Baker said she "was totally surprised" when she learned the Royces wanted to honor her and her work.
The Conservancy has raised $850,000 for the project which will include restoring the stone and shingle barn, removing the center section that was added in later years, and adding both an indoor and outdoor dining terrace with Long Island Sound views. The red brick restroom building will be demolished. Once work on the Old Barn is finished, the parking lot between the barn and Innis Arden Cottage will be replaced with beach grasses, benches and a winding stone path.

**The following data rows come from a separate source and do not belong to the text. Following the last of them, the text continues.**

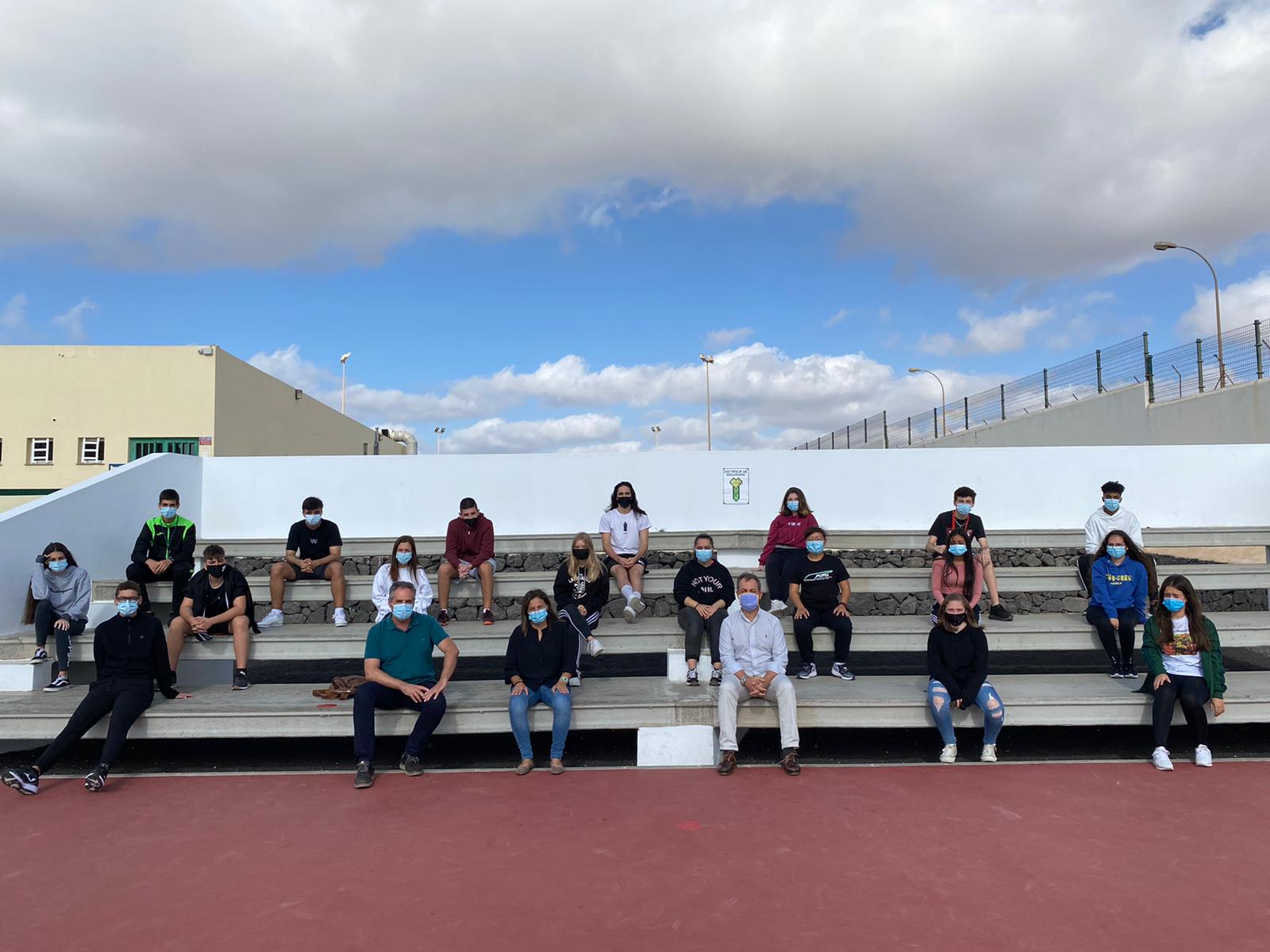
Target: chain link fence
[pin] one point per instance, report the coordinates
(1172, 374)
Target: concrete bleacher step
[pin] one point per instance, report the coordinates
(511, 584)
(1028, 632)
(626, 704)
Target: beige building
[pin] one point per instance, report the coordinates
(69, 413)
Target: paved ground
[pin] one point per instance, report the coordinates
(982, 858)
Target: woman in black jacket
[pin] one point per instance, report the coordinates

The Conservancy has filed its plans with the Greenwich Building Department and anticipates receiving the building permits in about two weeks. Construction should take five to six months, according to Franco.
First Selectman Peter Tesei was among several local pols — including U.S. Sen. Richard Blumenthal (D-Greenwich), state Sen. Scott Frantz (R-36), and state Rep. Steve Walko who had nothing but praise for Baker's efforts to promote and preserve the Greenwich waterfront.

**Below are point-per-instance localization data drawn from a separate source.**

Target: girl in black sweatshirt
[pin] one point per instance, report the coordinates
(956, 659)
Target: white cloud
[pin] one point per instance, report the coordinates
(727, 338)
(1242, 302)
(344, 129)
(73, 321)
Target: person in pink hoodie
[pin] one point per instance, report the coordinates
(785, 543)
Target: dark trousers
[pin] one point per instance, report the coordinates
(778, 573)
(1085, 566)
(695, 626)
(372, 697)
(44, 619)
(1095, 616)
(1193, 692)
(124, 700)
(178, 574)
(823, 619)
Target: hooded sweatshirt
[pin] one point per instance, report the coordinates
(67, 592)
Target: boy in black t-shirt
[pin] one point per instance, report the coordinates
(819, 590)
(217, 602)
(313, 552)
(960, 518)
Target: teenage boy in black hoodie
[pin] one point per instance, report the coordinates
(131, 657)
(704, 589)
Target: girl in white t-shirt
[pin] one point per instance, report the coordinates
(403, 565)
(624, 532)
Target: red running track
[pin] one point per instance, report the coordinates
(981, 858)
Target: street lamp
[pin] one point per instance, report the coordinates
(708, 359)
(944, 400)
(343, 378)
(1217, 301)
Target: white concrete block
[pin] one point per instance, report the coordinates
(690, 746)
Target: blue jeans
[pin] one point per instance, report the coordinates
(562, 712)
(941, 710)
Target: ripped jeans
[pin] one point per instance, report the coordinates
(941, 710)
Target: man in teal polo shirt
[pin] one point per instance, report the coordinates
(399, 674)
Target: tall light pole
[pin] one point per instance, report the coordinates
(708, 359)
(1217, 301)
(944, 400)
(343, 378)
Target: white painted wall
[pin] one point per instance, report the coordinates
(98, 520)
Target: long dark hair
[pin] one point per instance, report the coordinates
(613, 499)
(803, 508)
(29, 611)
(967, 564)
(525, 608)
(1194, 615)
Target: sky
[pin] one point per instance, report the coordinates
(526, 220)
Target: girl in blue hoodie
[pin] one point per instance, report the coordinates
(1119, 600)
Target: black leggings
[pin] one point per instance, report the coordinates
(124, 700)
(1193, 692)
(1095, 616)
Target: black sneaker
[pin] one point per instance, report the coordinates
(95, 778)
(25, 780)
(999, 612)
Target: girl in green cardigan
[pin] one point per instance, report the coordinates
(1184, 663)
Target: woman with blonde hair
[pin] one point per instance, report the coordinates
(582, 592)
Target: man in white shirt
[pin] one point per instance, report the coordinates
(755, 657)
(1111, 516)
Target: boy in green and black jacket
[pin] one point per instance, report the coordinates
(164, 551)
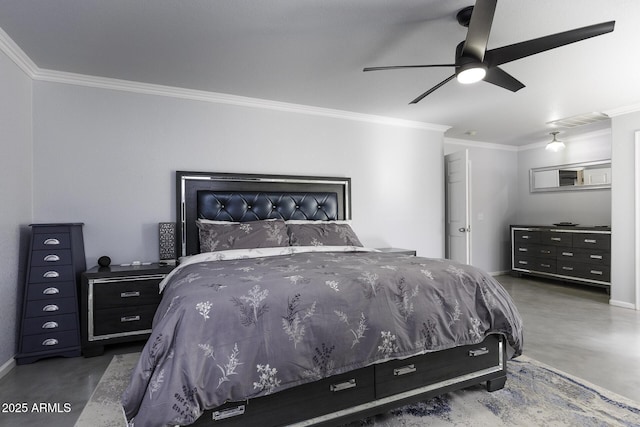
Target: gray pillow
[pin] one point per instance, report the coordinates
(322, 234)
(219, 236)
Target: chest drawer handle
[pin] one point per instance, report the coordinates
(478, 352)
(129, 294)
(50, 325)
(343, 386)
(409, 369)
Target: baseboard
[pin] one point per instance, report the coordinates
(622, 304)
(7, 367)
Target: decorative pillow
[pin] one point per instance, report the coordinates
(220, 236)
(322, 234)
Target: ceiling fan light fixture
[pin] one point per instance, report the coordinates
(471, 73)
(555, 145)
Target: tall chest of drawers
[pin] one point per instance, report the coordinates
(576, 254)
(50, 320)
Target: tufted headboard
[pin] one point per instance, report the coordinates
(250, 197)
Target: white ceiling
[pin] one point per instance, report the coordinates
(312, 52)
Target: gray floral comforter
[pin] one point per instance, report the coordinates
(240, 324)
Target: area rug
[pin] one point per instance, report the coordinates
(535, 395)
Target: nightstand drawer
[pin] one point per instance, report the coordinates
(126, 292)
(54, 323)
(50, 341)
(119, 320)
(51, 291)
(48, 308)
(51, 257)
(51, 274)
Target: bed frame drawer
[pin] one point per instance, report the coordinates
(305, 401)
(407, 374)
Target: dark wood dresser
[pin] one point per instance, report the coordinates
(49, 323)
(118, 304)
(576, 254)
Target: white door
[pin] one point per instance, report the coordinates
(457, 211)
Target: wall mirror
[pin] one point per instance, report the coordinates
(575, 176)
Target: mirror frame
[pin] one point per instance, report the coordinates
(532, 171)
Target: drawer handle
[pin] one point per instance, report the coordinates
(409, 369)
(343, 386)
(50, 325)
(129, 294)
(228, 413)
(478, 352)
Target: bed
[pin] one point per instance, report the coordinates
(277, 315)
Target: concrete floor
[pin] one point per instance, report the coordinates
(572, 328)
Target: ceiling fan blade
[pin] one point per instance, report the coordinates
(442, 83)
(398, 67)
(499, 77)
(475, 44)
(505, 54)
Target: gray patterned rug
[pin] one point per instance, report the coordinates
(535, 395)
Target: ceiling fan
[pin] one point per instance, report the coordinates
(473, 62)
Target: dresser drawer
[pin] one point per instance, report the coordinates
(51, 291)
(47, 308)
(126, 292)
(53, 240)
(54, 323)
(407, 374)
(51, 274)
(592, 241)
(119, 320)
(50, 341)
(52, 257)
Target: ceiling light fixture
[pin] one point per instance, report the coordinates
(555, 145)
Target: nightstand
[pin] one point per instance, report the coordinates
(118, 304)
(398, 251)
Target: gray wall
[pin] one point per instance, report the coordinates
(15, 193)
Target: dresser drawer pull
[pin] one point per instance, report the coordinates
(228, 413)
(343, 386)
(129, 294)
(409, 369)
(478, 352)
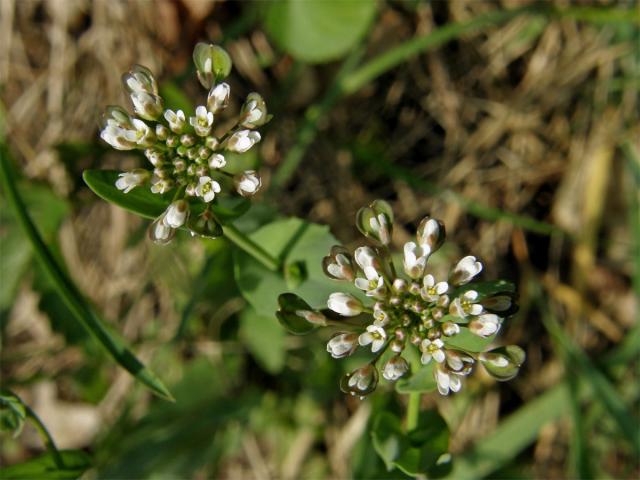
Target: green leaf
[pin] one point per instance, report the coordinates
(12, 413)
(74, 464)
(295, 241)
(264, 338)
(143, 202)
(469, 342)
(48, 211)
(317, 31)
(421, 451)
(74, 300)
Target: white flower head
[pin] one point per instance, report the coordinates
(176, 214)
(243, 140)
(176, 120)
(218, 97)
(485, 325)
(432, 349)
(395, 368)
(465, 270)
(342, 344)
(202, 122)
(248, 183)
(207, 188)
(217, 161)
(466, 304)
(415, 260)
(375, 335)
(127, 181)
(344, 304)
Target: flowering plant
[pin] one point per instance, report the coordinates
(445, 324)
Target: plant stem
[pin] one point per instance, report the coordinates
(47, 439)
(413, 411)
(252, 248)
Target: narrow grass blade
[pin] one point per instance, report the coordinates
(72, 297)
(592, 376)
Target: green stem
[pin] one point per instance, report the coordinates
(46, 437)
(243, 242)
(413, 411)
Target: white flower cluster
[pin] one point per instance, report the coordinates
(414, 310)
(185, 154)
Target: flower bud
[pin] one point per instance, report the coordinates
(218, 97)
(248, 183)
(361, 381)
(176, 214)
(395, 368)
(212, 63)
(345, 304)
(127, 181)
(254, 112)
(140, 79)
(431, 234)
(485, 325)
(503, 363)
(376, 221)
(217, 161)
(338, 265)
(342, 344)
(159, 232)
(465, 270)
(242, 141)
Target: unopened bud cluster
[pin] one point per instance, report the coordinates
(185, 154)
(411, 310)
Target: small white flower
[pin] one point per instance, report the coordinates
(160, 232)
(202, 122)
(344, 304)
(342, 344)
(207, 188)
(116, 137)
(431, 291)
(450, 329)
(415, 260)
(375, 335)
(243, 140)
(248, 183)
(176, 120)
(395, 368)
(466, 305)
(380, 315)
(432, 349)
(176, 214)
(380, 225)
(363, 380)
(485, 325)
(127, 181)
(218, 98)
(217, 161)
(446, 381)
(465, 270)
(146, 105)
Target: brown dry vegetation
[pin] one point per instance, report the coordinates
(529, 117)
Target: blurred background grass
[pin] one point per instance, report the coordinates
(520, 131)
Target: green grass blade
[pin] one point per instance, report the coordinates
(69, 292)
(512, 436)
(592, 376)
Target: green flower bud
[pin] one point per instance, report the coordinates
(503, 363)
(376, 221)
(213, 64)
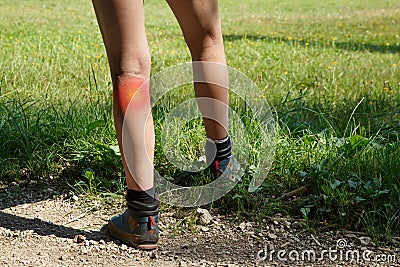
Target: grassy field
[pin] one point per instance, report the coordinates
(329, 69)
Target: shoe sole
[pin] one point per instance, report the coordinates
(127, 238)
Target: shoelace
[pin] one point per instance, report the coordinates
(151, 224)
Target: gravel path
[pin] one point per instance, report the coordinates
(51, 227)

Tesei, who was a student of Baker’s at Greenwich High School, said the barn restoration will “extend the polishing of the jewel in the crown of Greenwich Point.” He said visitors will “appreciate the milestone of what it’s about…the many decades” of Baker’s efforts. The emphasis on decades of service, prompted laughter from the crowd huddled on the beachside of the boarded up barn.

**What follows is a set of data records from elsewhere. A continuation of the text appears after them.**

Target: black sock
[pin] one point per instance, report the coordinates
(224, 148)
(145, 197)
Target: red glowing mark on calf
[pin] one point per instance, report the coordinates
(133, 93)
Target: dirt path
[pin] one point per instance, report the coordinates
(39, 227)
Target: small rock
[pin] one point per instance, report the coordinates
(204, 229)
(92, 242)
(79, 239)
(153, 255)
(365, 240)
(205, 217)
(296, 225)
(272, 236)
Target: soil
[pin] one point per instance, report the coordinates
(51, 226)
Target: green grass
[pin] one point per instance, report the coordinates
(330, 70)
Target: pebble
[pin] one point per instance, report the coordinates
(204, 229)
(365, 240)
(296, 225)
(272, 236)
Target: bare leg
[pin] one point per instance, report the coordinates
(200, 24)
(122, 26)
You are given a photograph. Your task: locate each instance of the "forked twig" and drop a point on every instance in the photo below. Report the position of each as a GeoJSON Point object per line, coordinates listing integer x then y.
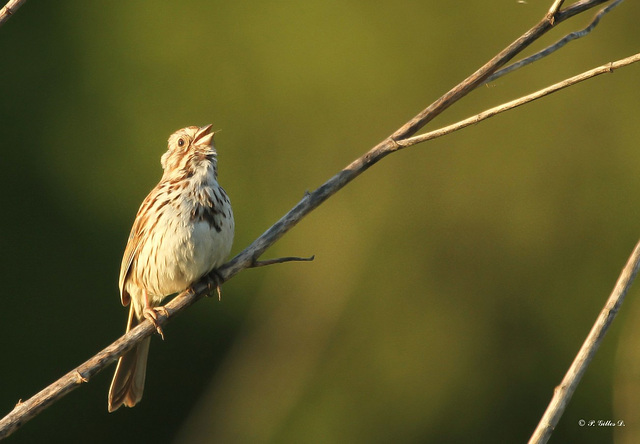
{"type": "Point", "coordinates": [559, 44]}
{"type": "Point", "coordinates": [608, 68]}
{"type": "Point", "coordinates": [563, 393]}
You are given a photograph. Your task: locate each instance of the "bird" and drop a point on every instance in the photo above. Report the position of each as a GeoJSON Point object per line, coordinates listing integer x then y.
{"type": "Point", "coordinates": [183, 231]}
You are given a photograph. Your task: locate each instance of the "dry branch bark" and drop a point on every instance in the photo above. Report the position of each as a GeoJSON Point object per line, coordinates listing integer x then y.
{"type": "Point", "coordinates": [248, 258]}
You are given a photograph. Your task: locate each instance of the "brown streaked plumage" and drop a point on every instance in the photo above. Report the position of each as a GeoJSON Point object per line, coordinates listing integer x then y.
{"type": "Point", "coordinates": [183, 230]}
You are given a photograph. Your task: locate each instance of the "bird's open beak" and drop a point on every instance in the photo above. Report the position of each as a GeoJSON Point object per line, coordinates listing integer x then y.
{"type": "Point", "coordinates": [204, 136]}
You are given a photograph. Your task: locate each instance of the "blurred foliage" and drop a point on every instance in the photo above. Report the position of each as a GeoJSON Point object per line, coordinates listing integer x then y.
{"type": "Point", "coordinates": [453, 283]}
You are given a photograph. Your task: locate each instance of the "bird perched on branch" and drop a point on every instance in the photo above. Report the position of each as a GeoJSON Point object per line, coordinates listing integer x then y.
{"type": "Point", "coordinates": [183, 230]}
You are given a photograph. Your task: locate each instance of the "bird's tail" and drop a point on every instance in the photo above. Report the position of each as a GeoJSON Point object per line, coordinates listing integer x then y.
{"type": "Point", "coordinates": [128, 381]}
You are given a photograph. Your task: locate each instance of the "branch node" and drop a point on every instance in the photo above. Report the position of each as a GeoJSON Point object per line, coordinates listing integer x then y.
{"type": "Point", "coordinates": [396, 145]}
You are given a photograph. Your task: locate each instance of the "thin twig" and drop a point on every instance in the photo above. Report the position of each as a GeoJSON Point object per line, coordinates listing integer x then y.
{"type": "Point", "coordinates": [609, 67]}
{"type": "Point", "coordinates": [562, 394]}
{"type": "Point", "coordinates": [559, 44]}
{"type": "Point", "coordinates": [28, 409]}
{"type": "Point", "coordinates": [9, 9]}
{"type": "Point", "coordinates": [281, 260]}
{"type": "Point", "coordinates": [479, 77]}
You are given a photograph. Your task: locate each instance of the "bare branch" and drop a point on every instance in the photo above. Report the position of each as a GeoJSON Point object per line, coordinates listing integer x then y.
{"type": "Point", "coordinates": [563, 393]}
{"type": "Point", "coordinates": [9, 9]}
{"type": "Point", "coordinates": [559, 44]}
{"type": "Point", "coordinates": [479, 77]}
{"type": "Point", "coordinates": [609, 67]}
{"type": "Point", "coordinates": [26, 410]}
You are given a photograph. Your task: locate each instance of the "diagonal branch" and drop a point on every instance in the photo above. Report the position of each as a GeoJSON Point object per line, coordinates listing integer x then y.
{"type": "Point", "coordinates": [563, 393]}
{"type": "Point", "coordinates": [556, 46]}
{"type": "Point", "coordinates": [609, 67]}
{"type": "Point", "coordinates": [24, 411]}
{"type": "Point", "coordinates": [9, 9]}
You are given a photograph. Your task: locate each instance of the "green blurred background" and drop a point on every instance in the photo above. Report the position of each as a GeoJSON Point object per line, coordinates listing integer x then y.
{"type": "Point", "coordinates": [453, 282]}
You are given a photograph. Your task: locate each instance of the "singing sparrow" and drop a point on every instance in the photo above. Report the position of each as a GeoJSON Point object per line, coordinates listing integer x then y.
{"type": "Point", "coordinates": [183, 230]}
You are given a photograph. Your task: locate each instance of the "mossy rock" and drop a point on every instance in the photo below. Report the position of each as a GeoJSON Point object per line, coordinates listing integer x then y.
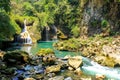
{"type": "Point", "coordinates": [44, 52]}
{"type": "Point", "coordinates": [16, 57]}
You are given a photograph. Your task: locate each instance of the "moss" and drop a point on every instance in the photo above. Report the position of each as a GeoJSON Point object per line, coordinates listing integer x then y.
{"type": "Point", "coordinates": [8, 27]}
{"type": "Point", "coordinates": [43, 52]}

“You’re already digging,” quipped Blumenthal, prompting more laughter.
“It’s not quicksand,” replied Tesei, as he stood next to a row of the ceremonial shovels. To which Baker responded, “And I’m not grading you.”
Blumenthal described Baker as an “irresistable and indominable force” whose work will guarantee that future generations will be able to enjoy Greenwich's beaches on Long Island Sound.
Frantz said the project is another example of the public-private partnerships the town continues to develop to take on major capital improvement projects.
Of the town's partnership with the Conservancy to complete the project, Baker said, "They say it takes a village ... and you are the saviours" of the old barn and Greenwich Point."